高倉健と勝新太郎が日本の映画界で一世を風靡した俳優であることを勿論知らないわけじゃないのだが、実のところ私は彼らの映画をほとんど観ていない。それひとつとっても私の映画遍歴の偏りがわかる。だから、この映画がふたりの唯一の共演作だといわれてもそうなんだという感想しか出てこない。ただ、梶芽衣子さんの美麗さに脳巓を小突かれた。【以下、ネタバレあり。役名では呼ばず、俳優の名で呼んでいます】
女郎の梶芽衣子を足抜けさせた高倉健。もうこの時点から梶芽衣子がきれいで、そればかり目がいってしまう。斎藤耕一は女性を美しく撮る才にも長けている。
梶芽衣子はこの時20代後半で演じている。
飯を口からこぼしながら話に没頭する勝新太郎。
黒いクルマ─フォルクスワーゲン?に多人数で乗り込むヤクザ。
自分の宝探しの計画に潜水夫の経験がある高倉を引き込もうとあれこれ画策する勝。しかし高倉には復讐の目的があり、取り合わない。どころか高倉の不興を買い、勝は殴り倒される。寡黙と饒舌、長身とずんぐり、着流しと洋装など対照的なふたり。
笑顔を向ける梶。チャーミングこの上ない。
これは現在の京丹後市丹後町間人(たいざ)にある立岩という景勝地とのこと。ちょっと地中海的な感じで開放感に満ちている。日本海側を裏日本とかいって暗く寂しい湿度の高いイメージで描くことがよくあるが、そんな場所ばかりでも勿論ない。※同監督の『約束』はまさに暗く寂しい日本海沿いを映した秀作だが。
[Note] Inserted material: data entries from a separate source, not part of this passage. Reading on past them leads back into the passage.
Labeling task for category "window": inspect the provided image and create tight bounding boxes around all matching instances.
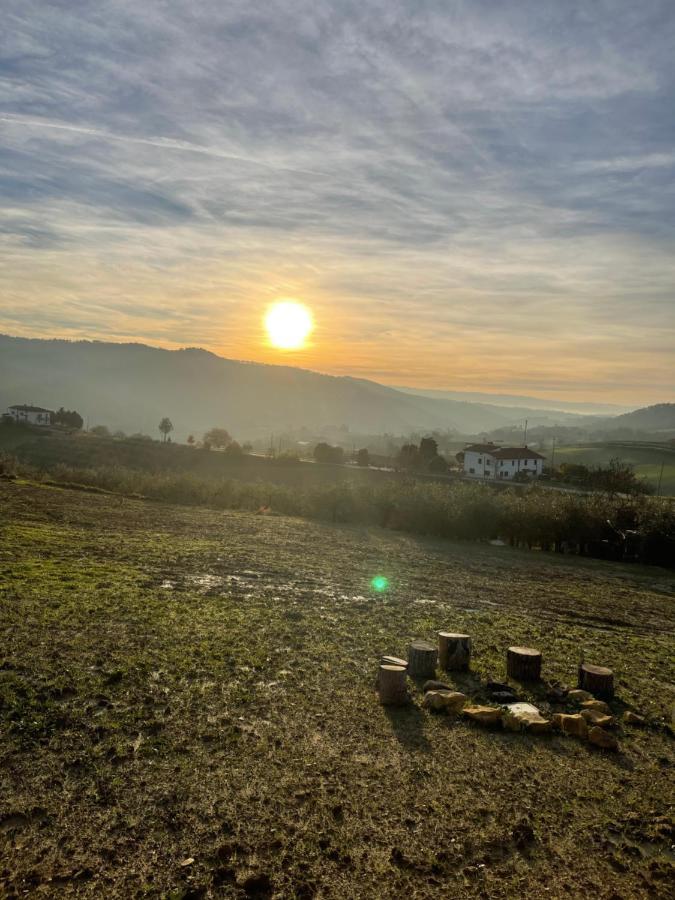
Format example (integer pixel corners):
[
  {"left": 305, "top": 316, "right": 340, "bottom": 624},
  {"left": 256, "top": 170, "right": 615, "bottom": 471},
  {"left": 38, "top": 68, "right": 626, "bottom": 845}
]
[
  {"left": 478, "top": 458, "right": 482, "bottom": 464},
  {"left": 469, "top": 467, "right": 475, "bottom": 474}
]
少し修羅雪姫が入ってしまった梶。ちょうど同じころに撮っていたからか。
高倉と勝が画面に映っているとそれでどんどん引っ張っていけるということはやっぱりある。
復讐は終えたが虚しさがばかりが募る高倉が勝の宝探しに協力することになり訪れたさんにんの幸福な日々。宝なんか見つからなくてもこれがずっと続けばいいと梶は呟く。
終盤、間人の砂浜で宝を首尾よく見つけ出し大金が手に入ったらどうするんやと勝に訊かれた高倉が、おれは外国に行ってみたいと答え、親類でもおるんか、いやおらん、誰もおらんのに行くんか、ああ、だから面白いんやないか、けったいなやっちゃ、そうかの、けったいかのと初めて笑顔をみせる高倉。美しい場面。それだけにラスト、ふたりに訪れる結末が引き立つともいえるし、それはナシだろうともいえ、たしかに賛否両論あるのがわかる。